> On Oct. 16, 2016, 10:43 p.m., Anoop Sam John wrote:
> > hbase-server/src/main/java/org/apache/hadoop/hbase/regionserver/HeapMemStoreLAB.java,
> > line 179
> > <https://reviews.apache.org/r/51785/diff/7-8/?file=1511963#file1511963line179>
> >
> > Able to get what u r trying to do here. Seems very complex now.
> > So can we take a diff path?
> > We have to merge N segments into one here means we have to merge N
> > MSLABs referred by these segments. What we do as per this patch is make a
> > new HeapMSLAB object and add all pooled chunk from other MSLABs int the Q
> > in new one.
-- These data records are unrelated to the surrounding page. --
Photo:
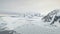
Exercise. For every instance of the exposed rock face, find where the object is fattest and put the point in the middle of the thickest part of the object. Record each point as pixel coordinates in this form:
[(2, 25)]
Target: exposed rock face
[(52, 16)]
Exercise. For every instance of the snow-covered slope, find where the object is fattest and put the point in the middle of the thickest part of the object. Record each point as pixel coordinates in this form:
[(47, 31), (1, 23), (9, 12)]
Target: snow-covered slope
[(30, 23)]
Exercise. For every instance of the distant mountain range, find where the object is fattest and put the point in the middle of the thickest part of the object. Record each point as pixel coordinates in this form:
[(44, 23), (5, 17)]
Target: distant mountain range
[(52, 16)]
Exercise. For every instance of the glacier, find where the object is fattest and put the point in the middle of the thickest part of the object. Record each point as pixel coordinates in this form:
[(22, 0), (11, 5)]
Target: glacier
[(30, 23)]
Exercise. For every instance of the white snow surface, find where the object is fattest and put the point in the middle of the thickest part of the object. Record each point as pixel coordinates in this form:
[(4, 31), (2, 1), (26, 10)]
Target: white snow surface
[(26, 25)]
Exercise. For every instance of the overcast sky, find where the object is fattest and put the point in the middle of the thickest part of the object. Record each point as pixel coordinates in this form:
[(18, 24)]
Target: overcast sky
[(18, 6)]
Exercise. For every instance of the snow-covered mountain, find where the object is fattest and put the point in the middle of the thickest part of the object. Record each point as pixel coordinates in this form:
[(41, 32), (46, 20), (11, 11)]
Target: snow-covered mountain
[(52, 17)]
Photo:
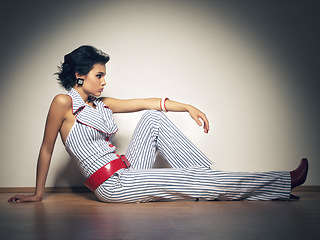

And other stuff of refer next etc.
> >
> > Can we make a new MSLAB impl? This will act as a collection of N
> > HeapMSLABs. Now we have to impl 4 methods
> > incScannerCount and decScannerCount based on an openScannerCount in the
> > new class.
> > close() method like in HeapMSLAB and has to call close() on each of the
> > N MSLABs it wrap
> > This is an ImmutableSegment so no one is going to call copyCellInto().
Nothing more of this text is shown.